My mind swirls as panic like I’ve never felt before flits through me.
Am I just a backup? The rebound? Is it technically a rebound when I had him first?
He must see me spiraling because he steps in front of me and takes hold of my shoulders.
“Look closer, baby,” he whispers, and I do. I take him in, noting how he’s now completely naked. He must have finished undressing while I was stuck in my head. My eyes roam up his body until I get to his chest and I finally see the words written on his heart. My breath stutters, making me choke on air.
Little warrior.
My nickname.
My nickname, written on his heart. Accompanied by a dahlia with a dagger through it, just like the necklace he bought me.
“Why?” I hear myself whispering.
He chuckles. “You’ve always owned me, Sloane. I may have called you mine just now in the bedroom, but I’m yours just as much. I always have been, and I always will be.” He taps the tattoo. “This was just one way of keeping you close to me. A way to remind myself that I did what I had to do for you. For your safety and your wellbeing. It feels like everything I’ve ever done has been for you. You’re my purpose, Sloane. No amount of time or distance has ever, or will ever, change that.”
He’s so sincere, so damn genuine that it makes my head spin. I knew going into this that he wanted me in his life again, but seeing the poof of that? Hearing the words he’s telling me? It makes it all feel very fucking real.
And I’m honestly not sure I’m ready for that.
Of course, Marco can read the hesitation written all over my face, because he gives me a grim smile as he starts to wash my body.
“Enough talk for tonight. There are no expectations here, Sloane.
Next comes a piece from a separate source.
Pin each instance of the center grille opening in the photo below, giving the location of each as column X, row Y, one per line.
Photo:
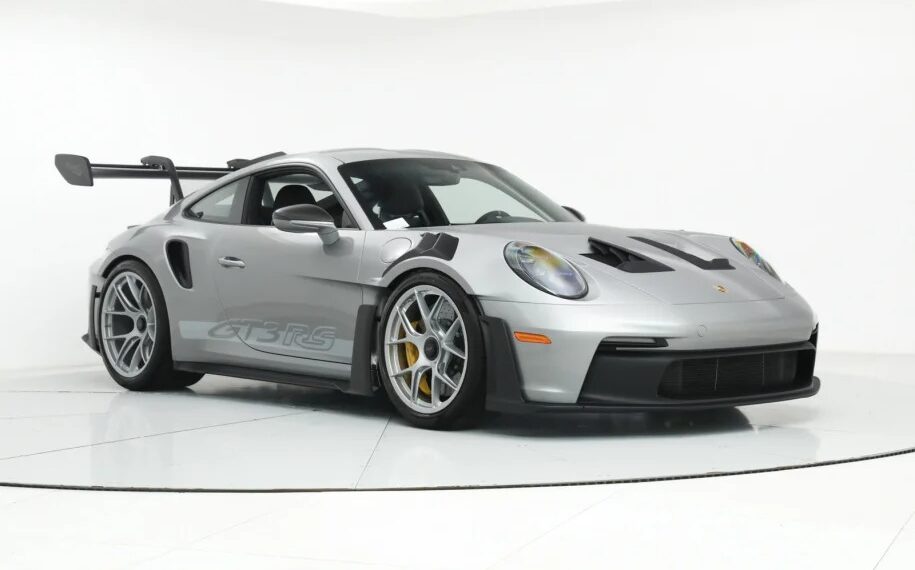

I don’t think that just because we’ve shared what we have tonight that we’re suddenly back together. I know that ifwe ever do get to that point, that it’ll take a lot of work on both our parts. Tonight, we can just enjoy each other and worry about everything else tomorrow, okay?”
Tomorrow.
I can do that.
“Tomorrow,” I whisper my agreement, and he smiles so fucking sweetly at me that it makes my stomach flip.
Marco cleans us both before turning the shower off. He wraps a towel around me and gives me a nod before wrapping a towel around his own waist and leaving the bathroom, leaving me to wonder what the hell happens next. He said one night, so does that mean he wants me to stay? Or are we done for the night? Does he want me to leave?
Like he can read my thoughts, he calls out, “Hurry your ass up, Sloane. I’m not done with you yet.”
I take a deep breath and chance a look in the mirror. A stranger stares back at me, or maybe an old friend? I look like a mixture of the old and the new me. I haven’t had that lightness in my eyes in years, but I’m not naïve enough to think I can get the old me back.
I don’t think I’d want that, anyways.
To be truly happy would mean letting go of the past.
To let go of the past would be to make peace with the death of my baby.
That’s not something I’ll ever be able to do.
I manage to shake myself out of my stupor and put on a smile before heading back out into the bedroom.
“You good?” Marco asks from where he lays on the bed in only a pair of briefs, his hands resting behind his head. I nod and smile at him, which seems to put him at ease before he pats the bed next to him.
“We’ll deal with everything else tomorrow.”
I guess that means I’m staying the night.